La nouvelle répartition des aides maintient dans le système agricole des exploitations non rentables et nuit à l'ajustement structurel. L'aide aux petites exploitations sera sans doute aussi accentuée par la convergence interne [celle-ci doit transférer des subventions pour que chaque exploitation agricole se rapproche le plus possible de la moyenne nationale des subventions à l'hectare NDLR]. Certains de ces objectifs relèveraient davantage de l'aide sociale que de la politique agricole.

Cette PAC remodelée, avec la suppression des quotas laitiers et sucriers, met-elle en danger les marchés agricoles européens par une dérégulation?

Au contraire, la suppression des quotas laitiers et des quotas sucriers permettra la transformation de ces secteurs et favorisera les exploitations viables et la filière agro-alimentaire. En France, celle-ci est d'ailleurs dynamique, compétitive et performante. L'action publique pourrait avantageusement éviter de créer des distorsions pour ses approvisionnements.

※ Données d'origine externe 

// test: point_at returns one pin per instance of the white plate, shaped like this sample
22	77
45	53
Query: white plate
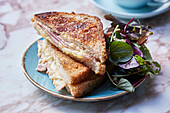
109	6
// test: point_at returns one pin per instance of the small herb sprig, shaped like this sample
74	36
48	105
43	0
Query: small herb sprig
127	54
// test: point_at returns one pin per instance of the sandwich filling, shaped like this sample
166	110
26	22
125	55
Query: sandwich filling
47	62
73	49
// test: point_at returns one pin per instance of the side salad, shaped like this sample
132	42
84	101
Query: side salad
128	56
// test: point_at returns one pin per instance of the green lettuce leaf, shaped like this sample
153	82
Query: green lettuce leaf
120	52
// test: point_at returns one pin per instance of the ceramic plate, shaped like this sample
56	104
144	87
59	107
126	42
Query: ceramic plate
109	6
42	81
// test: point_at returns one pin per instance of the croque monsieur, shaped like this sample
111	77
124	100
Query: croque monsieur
65	71
78	35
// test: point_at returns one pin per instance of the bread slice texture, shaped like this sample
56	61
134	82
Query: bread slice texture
78	35
65	71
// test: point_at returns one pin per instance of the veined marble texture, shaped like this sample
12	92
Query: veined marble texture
18	95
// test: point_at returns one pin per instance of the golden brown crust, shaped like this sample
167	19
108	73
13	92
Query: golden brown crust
78	28
76	71
81	79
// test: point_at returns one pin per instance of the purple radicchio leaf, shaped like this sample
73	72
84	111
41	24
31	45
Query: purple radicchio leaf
137	51
130	64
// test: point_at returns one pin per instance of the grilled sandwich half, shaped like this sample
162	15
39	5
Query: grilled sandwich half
77	35
66	72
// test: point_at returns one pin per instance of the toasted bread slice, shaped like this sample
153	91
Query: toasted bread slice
78	35
65	71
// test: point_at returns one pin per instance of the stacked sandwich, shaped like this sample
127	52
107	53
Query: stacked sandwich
73	51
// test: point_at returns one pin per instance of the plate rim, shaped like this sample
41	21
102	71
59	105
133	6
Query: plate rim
94	99
130	15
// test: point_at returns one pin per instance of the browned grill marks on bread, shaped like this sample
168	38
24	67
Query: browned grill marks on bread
83	30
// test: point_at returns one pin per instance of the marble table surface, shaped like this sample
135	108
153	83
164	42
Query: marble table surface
18	95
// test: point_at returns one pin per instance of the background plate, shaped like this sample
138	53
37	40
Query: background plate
42	81
109	6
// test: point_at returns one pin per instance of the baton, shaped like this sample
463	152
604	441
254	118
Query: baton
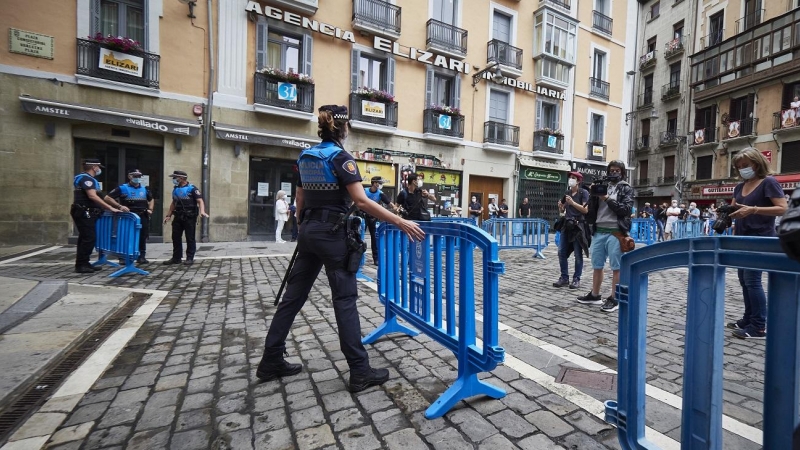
286	276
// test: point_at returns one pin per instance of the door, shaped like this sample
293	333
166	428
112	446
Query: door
267	177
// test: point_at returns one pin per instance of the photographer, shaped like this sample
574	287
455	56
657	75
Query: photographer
609	214
573	237
758	199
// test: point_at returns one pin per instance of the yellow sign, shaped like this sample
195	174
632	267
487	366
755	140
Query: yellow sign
31	44
371	169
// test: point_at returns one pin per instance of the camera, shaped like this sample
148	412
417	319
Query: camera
724	220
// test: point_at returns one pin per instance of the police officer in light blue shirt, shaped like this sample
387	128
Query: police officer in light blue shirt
328	180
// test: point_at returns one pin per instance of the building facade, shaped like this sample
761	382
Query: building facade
491	99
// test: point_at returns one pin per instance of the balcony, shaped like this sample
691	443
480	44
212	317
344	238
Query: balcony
648	60
507	56
645	99
602	23
500	136
442	128
673	48
373	116
596	151
276	97
704	136
377	17
547	142
446	39
599	88
671	91
740	129
749	21
145	71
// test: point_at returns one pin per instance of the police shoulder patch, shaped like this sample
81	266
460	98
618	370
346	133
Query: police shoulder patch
350	167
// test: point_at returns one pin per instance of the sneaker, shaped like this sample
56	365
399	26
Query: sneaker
374	377
750	333
561	282
610	304
268	372
590	299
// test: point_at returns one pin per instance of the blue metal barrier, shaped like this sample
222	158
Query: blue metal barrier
519	233
118	235
419	286
707	259
644	231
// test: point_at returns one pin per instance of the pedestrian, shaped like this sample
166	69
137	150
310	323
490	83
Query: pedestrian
573	237
135	197
524	209
86	208
186	204
374	193
281	215
609	215
328	178
760	199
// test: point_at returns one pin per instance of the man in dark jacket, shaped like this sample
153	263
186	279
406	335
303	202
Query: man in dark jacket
609	216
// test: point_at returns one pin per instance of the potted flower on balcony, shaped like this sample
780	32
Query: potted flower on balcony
288	77
117	43
374	95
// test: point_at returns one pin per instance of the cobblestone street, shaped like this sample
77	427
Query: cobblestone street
186	380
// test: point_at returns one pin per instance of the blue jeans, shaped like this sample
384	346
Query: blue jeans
755	301
563	247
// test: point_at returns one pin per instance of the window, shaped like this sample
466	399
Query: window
121	18
597	130
703	168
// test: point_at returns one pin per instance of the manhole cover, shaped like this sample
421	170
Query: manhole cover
588	379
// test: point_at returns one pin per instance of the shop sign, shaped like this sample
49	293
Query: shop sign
373	109
120	62
542	175
30	44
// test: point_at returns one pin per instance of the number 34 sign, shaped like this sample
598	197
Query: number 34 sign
287	91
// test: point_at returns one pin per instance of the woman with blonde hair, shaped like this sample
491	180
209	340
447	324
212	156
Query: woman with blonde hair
281	215
759	199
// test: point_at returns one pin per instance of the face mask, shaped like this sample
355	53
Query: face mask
747	172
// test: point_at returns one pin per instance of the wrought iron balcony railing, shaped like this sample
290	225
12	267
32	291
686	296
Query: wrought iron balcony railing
267	91
358	112
599	88
437	123
447	37
504	53
548	142
89	65
601	22
500	133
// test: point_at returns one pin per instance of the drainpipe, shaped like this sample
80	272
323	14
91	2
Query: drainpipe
207	129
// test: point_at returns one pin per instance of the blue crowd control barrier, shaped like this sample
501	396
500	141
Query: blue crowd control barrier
519	233
360	275
644	231
419	286
118	235
707	259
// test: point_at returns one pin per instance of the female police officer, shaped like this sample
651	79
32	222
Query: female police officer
329	179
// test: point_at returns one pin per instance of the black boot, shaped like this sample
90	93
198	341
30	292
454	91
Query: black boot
276	369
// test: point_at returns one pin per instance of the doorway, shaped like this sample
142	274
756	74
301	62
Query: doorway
267	177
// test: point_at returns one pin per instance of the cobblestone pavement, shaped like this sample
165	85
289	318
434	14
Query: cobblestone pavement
187	378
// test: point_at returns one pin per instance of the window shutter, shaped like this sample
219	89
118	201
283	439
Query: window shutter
261	43
429	79
390	76
308	53
355	56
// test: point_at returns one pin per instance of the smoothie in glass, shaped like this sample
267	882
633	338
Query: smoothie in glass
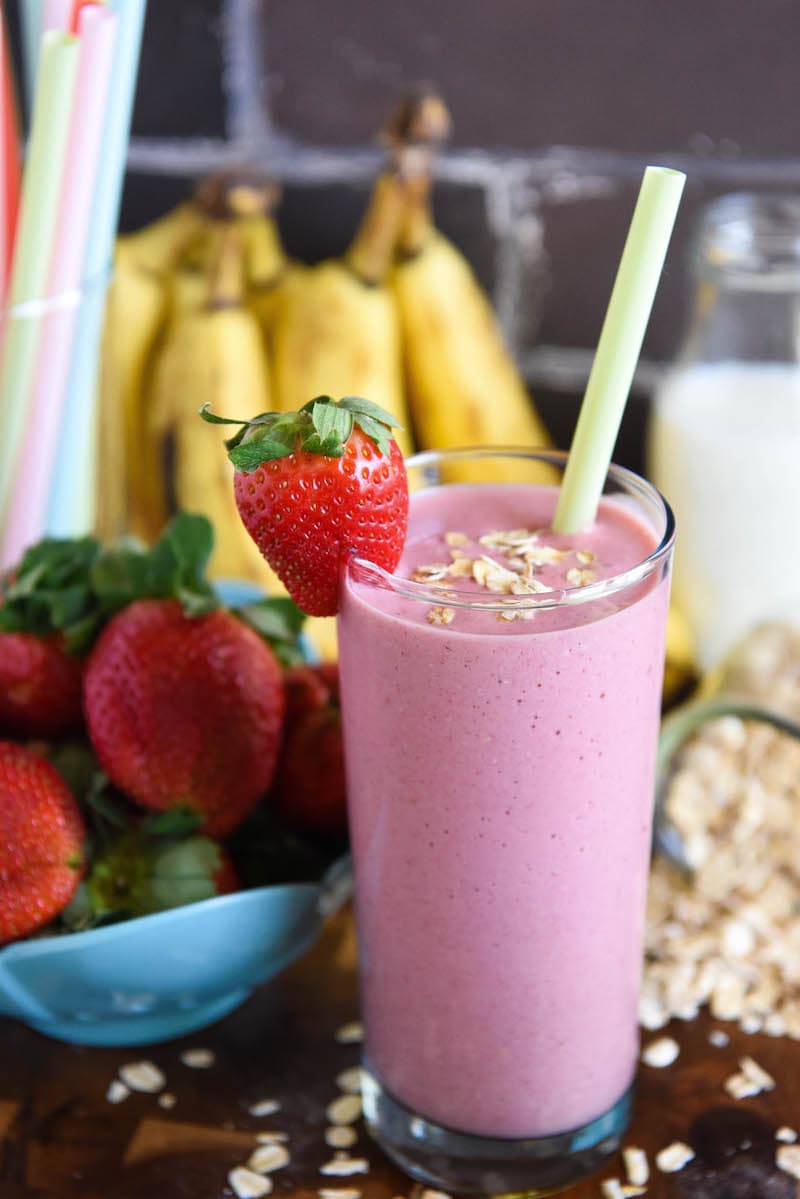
501	699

Justement, cette nouvelle formule va-t-elle rendre l'agriculture de l'UE plus compétitive au niveau mondial?

En dehors de la suppression des quotas, il n'y a pas de mesures particulières qui aillent dans le sens d'une plus grande compétitivité. Les restitutions aux exportations, qui auraient pu être supprimées car non utilisées récemment, sont maintenues dans l'éventualité d'une situation des marchés future, qui nécessiterait leur utilisation.

Finalement, êtes-vous favorable à plus de soutien de l'UE pour son agriculture, ou justement en faveur d'un désengagement? 

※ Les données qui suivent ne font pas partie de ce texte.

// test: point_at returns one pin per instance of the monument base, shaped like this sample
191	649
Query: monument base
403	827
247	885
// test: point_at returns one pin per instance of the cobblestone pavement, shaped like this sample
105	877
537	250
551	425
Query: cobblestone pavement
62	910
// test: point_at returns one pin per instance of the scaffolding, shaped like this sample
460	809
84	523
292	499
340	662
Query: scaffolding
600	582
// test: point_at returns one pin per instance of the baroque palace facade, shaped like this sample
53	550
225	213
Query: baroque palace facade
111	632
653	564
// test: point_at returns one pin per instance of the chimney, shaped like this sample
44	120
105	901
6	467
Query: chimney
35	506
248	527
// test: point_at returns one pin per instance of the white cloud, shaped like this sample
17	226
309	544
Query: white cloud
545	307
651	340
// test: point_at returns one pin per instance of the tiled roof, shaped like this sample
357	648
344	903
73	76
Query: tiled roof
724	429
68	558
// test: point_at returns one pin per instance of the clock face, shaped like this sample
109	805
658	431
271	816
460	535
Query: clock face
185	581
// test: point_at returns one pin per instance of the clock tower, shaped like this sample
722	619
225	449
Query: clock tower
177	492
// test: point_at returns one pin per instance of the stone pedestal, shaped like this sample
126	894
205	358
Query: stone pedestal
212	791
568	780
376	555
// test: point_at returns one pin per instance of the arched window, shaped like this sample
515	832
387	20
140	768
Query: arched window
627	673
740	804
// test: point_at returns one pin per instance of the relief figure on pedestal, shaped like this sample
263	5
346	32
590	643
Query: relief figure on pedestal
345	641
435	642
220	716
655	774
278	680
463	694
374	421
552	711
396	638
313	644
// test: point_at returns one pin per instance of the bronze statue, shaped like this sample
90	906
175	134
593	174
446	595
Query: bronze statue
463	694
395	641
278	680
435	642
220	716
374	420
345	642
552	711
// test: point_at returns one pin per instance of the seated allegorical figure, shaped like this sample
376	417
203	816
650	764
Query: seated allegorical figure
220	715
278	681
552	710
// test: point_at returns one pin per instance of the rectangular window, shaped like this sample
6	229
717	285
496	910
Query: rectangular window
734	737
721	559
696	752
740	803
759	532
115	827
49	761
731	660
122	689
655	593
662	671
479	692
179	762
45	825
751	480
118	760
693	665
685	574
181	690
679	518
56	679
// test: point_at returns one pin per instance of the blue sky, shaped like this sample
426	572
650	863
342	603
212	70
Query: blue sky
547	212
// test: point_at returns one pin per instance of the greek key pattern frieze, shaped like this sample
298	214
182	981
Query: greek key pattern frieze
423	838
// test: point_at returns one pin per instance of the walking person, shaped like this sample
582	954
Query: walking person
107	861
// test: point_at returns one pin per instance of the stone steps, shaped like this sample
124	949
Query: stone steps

La question devrait plutôt être : "quel est le meilleur usage des fonds publics?" Est-ce investir dans l'avenir, par le soutien de la R&D et de l'innovation à l'appui d'une production de qualité et d'une filière agroalimentaire performante? Est-ce aussi mettre en place des mesures de transition pour permettre la sortie du secteur des exploitants économiquement non viables et ainsi offrir l'opportunité de s'agrandir aux exploitations qui en ont le potentiel?

Le soutien doit cibler les objectifs identifiés dans la politique agricole, sur la base d'une évaluation. Le soutien, tel qu'il est déboursé actuellement, maintient en activité des exploitations non viables tout en bénéficiant aussi à des exploitations qui sont performantes et n'en ont guère besoin. Par exemple la nouvelle PAC prévoit la dégressivité des paiements qui dépassent 150.000 euros, une fois déduites les charges salariales. C'est sans doute un pas positif, mais cela pose néanmoins la question de ces paiements. La question du revenu agricole a souvent guidé le législateur, or il y a un manque cruel de données et d'information à ce sujet.

A l'heure actuelle, la R&D et l'innovation sont gérées par les États membres au niveau national, une coordination européenne aurait sans doute impact important. Notamment sur l'adoption des méthodes, de processus novateurs et sur la transmission des savoirs.